- Directed by: Jessica Beshir
- Written by: Jessica Beshir
- Produced by: Jessica Beshir
- Cinematography: Jessica Beshir
- Edited by: Jeanne Applegate; Dustin Waldman;
- Production companies: XTR; JustFilms/Ford Foundation; Merkhana Films; Neon Heart Productions; Files Collective; The Open Society Foundation; The Jerome Foundation; Doha Film Institute;
- Distributed by: Janus Films (United States)
- Release dates: January 30, 2021 (Sundance); September 3, 2021 (United States);
- Running time: 118 minutes
- Countries: United States; Ethiopia; Qatar;
- Languages: Oromifa; Harari; Amharic;

= Faya Dayi =

Faya Dayi is a 2021 American-Ethiopian documentary film, directed, written, starring and produced by Jessica Beshir. It explores the rituals of khat, a psychoactive plant that plays an important role in Ethiopia's economy and culture.

The film had its world premiere at the Sundance Film Festival on January 30, 2021. It was released on September 3, 2021, by Janus Films.

==Synopsis==
The film explores the religious rituals of khat chewing in Harar.

==Release==
The film had its world premiere at the Sundance Film Festival documentary competition on January 30, 2021.
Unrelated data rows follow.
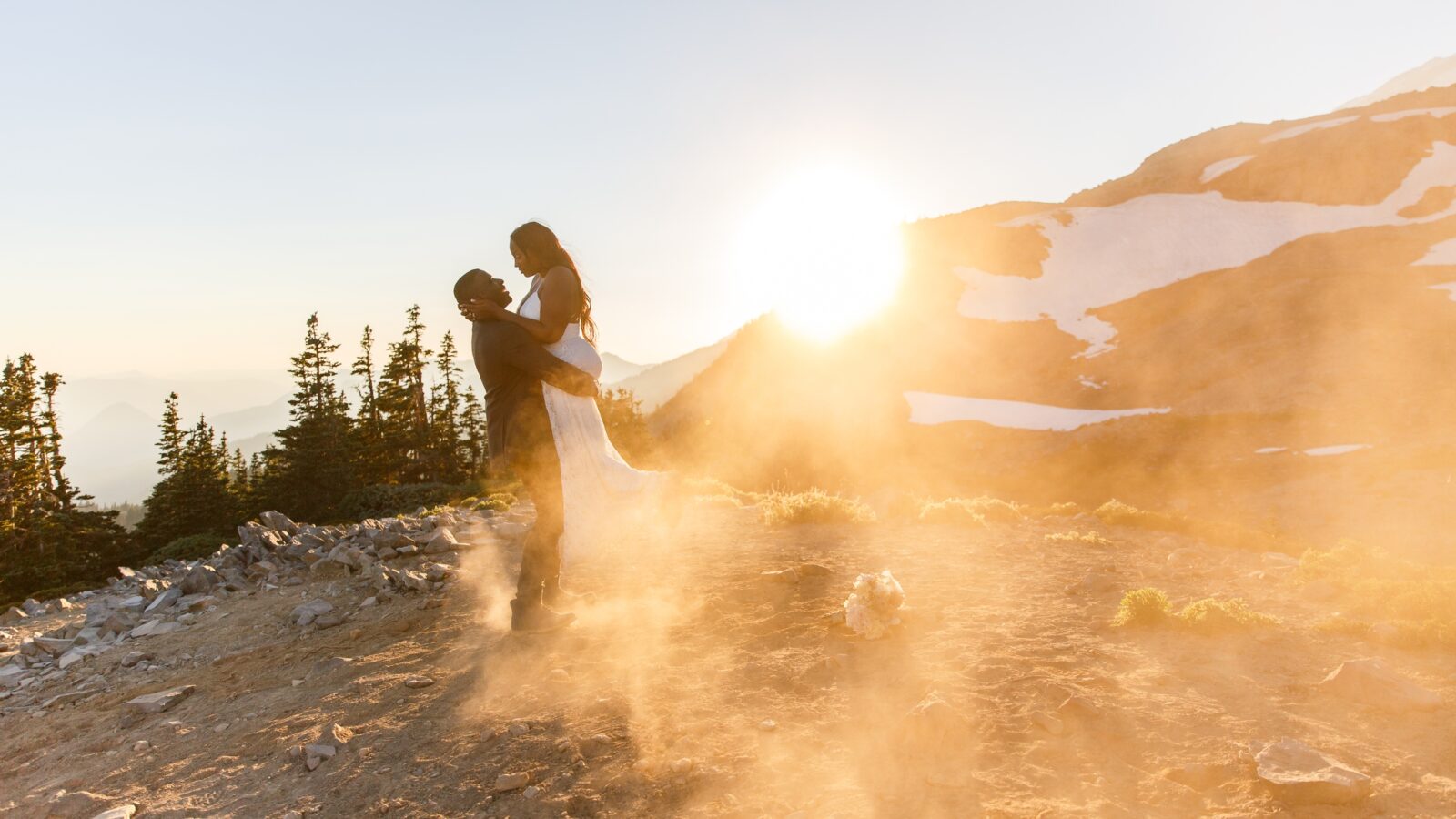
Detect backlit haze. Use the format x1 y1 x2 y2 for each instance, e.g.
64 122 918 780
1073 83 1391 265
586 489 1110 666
0 2 1456 378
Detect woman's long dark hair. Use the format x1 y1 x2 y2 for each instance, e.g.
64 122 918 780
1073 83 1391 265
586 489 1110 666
511 221 597 347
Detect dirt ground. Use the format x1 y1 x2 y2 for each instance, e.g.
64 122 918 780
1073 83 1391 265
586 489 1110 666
0 504 1456 819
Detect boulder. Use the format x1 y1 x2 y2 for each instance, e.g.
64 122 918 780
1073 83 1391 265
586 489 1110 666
289 592 337 625
1320 659 1441 711
1250 739 1370 804
121 685 197 714
258 510 298 535
144 586 182 613
179 565 223 594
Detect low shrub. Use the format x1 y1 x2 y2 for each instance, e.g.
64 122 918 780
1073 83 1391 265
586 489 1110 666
1046 531 1112 547
920 495 1025 526
1112 589 1172 628
759 488 875 526
1112 587 1279 634
339 484 471 521
1177 598 1279 634
1299 541 1456 649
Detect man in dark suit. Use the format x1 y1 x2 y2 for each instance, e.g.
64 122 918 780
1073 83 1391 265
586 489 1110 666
454 269 597 631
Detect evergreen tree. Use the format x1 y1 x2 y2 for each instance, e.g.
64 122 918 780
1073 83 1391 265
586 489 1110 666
349 325 390 485
257 313 357 521
0 354 131 603
136 393 240 552
377 305 434 484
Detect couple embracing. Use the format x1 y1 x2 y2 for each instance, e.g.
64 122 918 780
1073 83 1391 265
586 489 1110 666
454 221 662 632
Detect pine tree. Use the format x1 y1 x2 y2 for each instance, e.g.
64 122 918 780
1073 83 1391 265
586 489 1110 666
379 305 434 484
136 393 240 551
349 325 389 485
428 332 468 484
257 313 357 521
0 354 129 602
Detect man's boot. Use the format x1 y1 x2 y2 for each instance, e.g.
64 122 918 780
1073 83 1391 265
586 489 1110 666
511 598 577 634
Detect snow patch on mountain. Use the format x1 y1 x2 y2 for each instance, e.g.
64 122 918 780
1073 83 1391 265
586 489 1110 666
1198 153 1254 184
954 143 1456 357
1340 54 1456 108
1259 116 1360 143
905 392 1169 431
1370 108 1456 123
1415 239 1456 265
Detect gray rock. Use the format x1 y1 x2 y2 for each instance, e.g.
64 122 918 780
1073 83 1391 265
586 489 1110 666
495 771 531 793
289 599 333 625
258 510 298 535
179 565 223 594
146 586 182 613
131 620 182 637
34 637 76 657
1249 739 1370 804
121 652 151 669
1328 655 1441 711
41 790 115 819
121 685 197 714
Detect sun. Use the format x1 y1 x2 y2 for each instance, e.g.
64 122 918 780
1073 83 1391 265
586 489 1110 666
733 167 905 341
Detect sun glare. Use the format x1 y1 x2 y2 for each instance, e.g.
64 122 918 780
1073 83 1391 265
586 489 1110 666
733 167 903 341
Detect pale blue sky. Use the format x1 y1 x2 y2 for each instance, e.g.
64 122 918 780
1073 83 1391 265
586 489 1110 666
0 0 1456 376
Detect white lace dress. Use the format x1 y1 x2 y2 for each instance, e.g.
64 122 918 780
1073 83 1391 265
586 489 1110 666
520 281 665 569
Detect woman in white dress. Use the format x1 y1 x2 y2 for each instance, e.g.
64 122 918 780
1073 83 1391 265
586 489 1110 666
479 221 667 567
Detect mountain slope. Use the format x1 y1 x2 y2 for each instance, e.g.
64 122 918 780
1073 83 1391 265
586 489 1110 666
653 89 1456 550
602 332 730 412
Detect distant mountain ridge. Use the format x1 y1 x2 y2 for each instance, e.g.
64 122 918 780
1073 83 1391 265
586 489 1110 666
653 62 1456 548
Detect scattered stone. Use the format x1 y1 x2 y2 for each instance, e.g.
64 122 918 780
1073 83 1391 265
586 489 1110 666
495 771 531 793
144 586 182 613
1249 739 1370 804
1320 659 1441 711
288 599 333 625
258 510 298 535
131 620 182 637
179 565 223 594
121 685 197 714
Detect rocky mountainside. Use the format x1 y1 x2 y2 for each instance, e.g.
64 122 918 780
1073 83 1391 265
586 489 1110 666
0 497 1456 819
653 81 1456 552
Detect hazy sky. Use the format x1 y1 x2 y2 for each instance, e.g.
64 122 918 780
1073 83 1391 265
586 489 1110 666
0 0 1456 376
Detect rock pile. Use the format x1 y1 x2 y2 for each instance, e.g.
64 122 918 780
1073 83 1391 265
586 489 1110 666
0 498 529 711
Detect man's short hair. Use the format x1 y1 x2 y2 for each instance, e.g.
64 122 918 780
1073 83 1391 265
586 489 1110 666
456 268 495 305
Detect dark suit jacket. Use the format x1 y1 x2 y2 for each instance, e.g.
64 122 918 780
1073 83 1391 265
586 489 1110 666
470 320 597 462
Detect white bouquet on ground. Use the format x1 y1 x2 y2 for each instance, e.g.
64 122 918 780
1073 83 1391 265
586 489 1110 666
844 569 905 640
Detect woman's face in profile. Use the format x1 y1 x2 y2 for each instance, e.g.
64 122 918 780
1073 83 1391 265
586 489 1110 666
511 242 536 276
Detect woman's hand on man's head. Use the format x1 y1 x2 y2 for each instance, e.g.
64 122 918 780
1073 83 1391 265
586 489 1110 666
457 298 505 320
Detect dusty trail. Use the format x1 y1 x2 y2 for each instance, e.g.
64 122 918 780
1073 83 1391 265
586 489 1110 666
0 506 1456 817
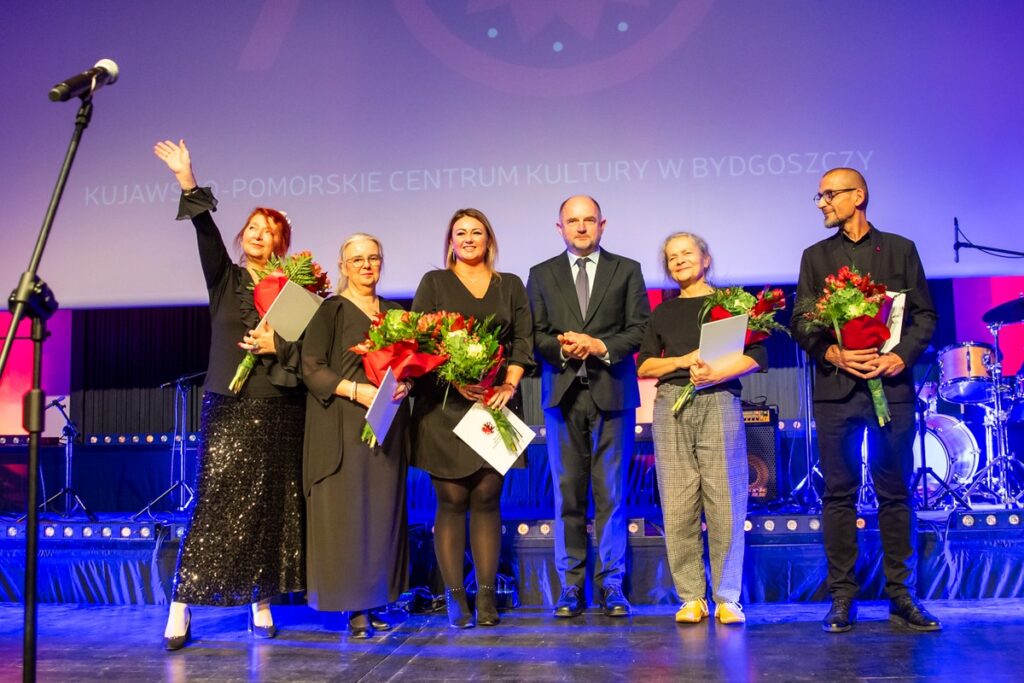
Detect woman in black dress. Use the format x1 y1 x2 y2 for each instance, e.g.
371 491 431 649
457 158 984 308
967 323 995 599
302 233 410 638
154 140 305 650
637 232 768 624
412 209 534 629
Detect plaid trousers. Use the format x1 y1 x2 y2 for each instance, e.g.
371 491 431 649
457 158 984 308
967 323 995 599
653 384 750 603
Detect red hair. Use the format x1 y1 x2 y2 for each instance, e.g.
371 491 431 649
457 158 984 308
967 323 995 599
234 206 292 257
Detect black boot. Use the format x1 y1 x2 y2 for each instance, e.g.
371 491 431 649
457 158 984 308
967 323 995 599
444 586 476 629
476 584 502 626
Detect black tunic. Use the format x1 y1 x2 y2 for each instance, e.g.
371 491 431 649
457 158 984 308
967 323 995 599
167 188 305 605
302 296 409 611
412 270 534 479
637 296 768 396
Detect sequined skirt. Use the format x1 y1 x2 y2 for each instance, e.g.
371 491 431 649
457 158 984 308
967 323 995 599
173 392 305 605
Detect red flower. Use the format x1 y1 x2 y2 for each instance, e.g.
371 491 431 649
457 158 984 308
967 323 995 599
840 315 889 349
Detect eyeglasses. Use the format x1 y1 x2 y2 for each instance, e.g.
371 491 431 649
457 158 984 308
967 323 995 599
814 187 857 204
345 254 384 269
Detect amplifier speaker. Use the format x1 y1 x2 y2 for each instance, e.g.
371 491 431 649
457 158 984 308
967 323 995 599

In April 2021, Janus Films acquired U.S. distribution rights to the film, with Mubi acquiring distribution rights in the U.K., Ireland, Latin America, Italy, France, Germany, Turkey and India. It was released in the USA on September 3, 2021.

==Reception==
Faya Dayi received positive reviews from film critics. It holds a 91% approval rating on review aggregator website Rotten Tomatoes, based on 11 reviews, with a weighted average of 8.10/10.